Registered: 03/27/14
Posts: 13
Loc: Salado, Texas

You are asking all the right questions, and it looks like you've gotten some good info so far. I found myself in the same position years ago looking for a stud dog in order to get pups out of my "perfect" female that was my friend, hunting companion, and foot warmer. While it is not necessary to find a pup out of titled ancestry, it is the only way to know the pup has the natural ability, drive, and intelligence to learn to hunt. However, the titles will not tell you much (if anything) about the disposition of your pet and how he will handle in the home.

Field Trial dogs do tend to be more energetic due to the fact that they almost have to be to win a Field Trial, and let's face it, who wants to spend all the time and money on a dog who has no chance of winning!?! Hunt Test dogs don't have to be that geared up, but certainly are much of the time.

Either way, the "off switch" you referenced is very prominent in the Labrador breed. That is why they are America's favorite dog (according to AKC registration numbers). They don't have to be hunted at all, even if they have been bred to do so. Unfortunately, some Hunt Test and Field Trial breeders don't care if their bloodlines have an off switch if all they are interested in is winning tests. Here's why your search has become difficult. The only real way to know if your pup will have a good opportunity to be both a hunting companion as well as a lap dog in the house is to get a pup from a breeding that has that type of dog in the pedigree. Unfortunately, AKC doesn't have any titles for "off switches"!

So how do you know? Find a trainer or owner of pedigreed, hunt test/field trial dogs that keeps their dog in the house. If their titled sire and/or dam is their companion, stays in their home, and they still have a home that's in one piece, then you know that titled dog also has its off switch!
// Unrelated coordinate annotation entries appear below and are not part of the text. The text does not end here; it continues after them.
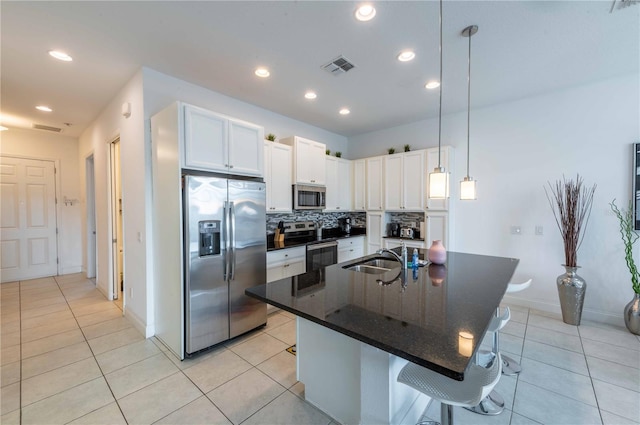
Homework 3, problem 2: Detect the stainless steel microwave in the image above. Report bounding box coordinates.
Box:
[293,184,327,210]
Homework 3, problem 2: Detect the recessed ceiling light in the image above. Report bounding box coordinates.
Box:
[256,68,271,78]
[398,50,416,62]
[424,81,440,90]
[355,4,376,22]
[49,50,73,62]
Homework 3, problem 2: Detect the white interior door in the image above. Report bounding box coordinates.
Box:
[109,139,124,300]
[85,155,98,278]
[0,157,58,282]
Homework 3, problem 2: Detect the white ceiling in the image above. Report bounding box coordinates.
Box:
[0,0,640,136]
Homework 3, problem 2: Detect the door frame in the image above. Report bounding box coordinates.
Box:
[0,153,62,276]
[84,151,98,279]
[106,134,126,304]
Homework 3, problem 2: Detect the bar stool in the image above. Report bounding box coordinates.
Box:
[465,307,511,416]
[502,279,532,376]
[398,353,502,425]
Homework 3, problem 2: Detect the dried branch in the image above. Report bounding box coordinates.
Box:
[544,174,596,267]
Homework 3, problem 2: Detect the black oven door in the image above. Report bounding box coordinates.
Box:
[307,241,338,272]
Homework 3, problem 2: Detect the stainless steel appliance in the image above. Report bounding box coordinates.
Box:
[184,175,267,355]
[400,227,414,239]
[338,217,351,234]
[387,223,400,238]
[293,184,327,210]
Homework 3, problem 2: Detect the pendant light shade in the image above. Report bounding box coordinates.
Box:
[460,25,478,201]
[429,0,449,199]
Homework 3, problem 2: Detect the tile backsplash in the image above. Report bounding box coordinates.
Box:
[267,211,364,233]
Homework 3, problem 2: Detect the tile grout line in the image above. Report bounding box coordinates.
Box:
[53,276,129,424]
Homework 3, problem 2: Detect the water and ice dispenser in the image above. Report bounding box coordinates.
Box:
[198,220,220,257]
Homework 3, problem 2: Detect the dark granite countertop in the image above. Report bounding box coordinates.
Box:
[246,249,519,380]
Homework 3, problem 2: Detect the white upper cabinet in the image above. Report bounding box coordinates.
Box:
[183,105,264,177]
[264,142,293,214]
[402,150,426,211]
[425,146,453,211]
[384,150,425,211]
[229,119,264,177]
[351,159,367,211]
[325,156,351,211]
[280,136,327,186]
[366,156,384,211]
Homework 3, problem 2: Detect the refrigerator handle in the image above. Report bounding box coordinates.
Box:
[222,201,229,281]
[229,202,236,280]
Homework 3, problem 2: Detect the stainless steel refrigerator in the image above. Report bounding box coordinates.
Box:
[183,175,267,355]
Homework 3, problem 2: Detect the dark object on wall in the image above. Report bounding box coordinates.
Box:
[631,143,640,230]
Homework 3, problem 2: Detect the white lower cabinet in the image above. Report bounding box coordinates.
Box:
[338,236,364,263]
[267,246,307,282]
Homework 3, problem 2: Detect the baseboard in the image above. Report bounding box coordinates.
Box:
[60,266,81,275]
[124,308,155,338]
[504,295,625,328]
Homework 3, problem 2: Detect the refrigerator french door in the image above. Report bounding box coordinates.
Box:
[184,175,267,355]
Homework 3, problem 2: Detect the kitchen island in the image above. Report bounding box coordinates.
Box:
[246,250,518,423]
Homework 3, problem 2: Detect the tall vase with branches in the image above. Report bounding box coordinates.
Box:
[545,174,596,326]
[609,199,640,335]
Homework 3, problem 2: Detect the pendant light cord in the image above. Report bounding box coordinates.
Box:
[467,24,472,178]
[438,0,442,171]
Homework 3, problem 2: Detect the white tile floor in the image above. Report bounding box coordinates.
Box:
[0,274,640,425]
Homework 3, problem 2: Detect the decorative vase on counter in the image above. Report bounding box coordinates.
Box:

If they say their dogs have an off switch, but they don't let their dog live with them, they're either lying, or they don't have much love for dogs, because who WOULDN'T want their best friend to be a part of their family if he has as good a manner as the stereotypical loyal, loving, Labrador Retriever?!?

I do have to say that typically, a Labrador is going to be a good dog as far as being socially acceptable and having manners if the proper training is put into them. It is definitely the exception to the rule to have an unruly Lab (unless he just hasn't been taught anything). Labradors are generally more high strung than, say, a hound dog, but they are highly intelligent and extremely loyal which makes them easily trained if you just spend a little time with them and give them clear rules to live by, so don't fret over it too much.

Whatever you do, make sure your Lab breeder has all of the proper health clearances (OFA, CERF, EIC, CNM, etc.). If a breeder isn't willing to spend the time and money on their health screenings, then they probably don't have much faith in their dogs to be excellent dogs and they certainly don't care about what they're selling you, so you really can't trust anything else they may tell you about their dogs.

Good luck in your search.
Hunting is my life. Life is good. Life's better with Labs!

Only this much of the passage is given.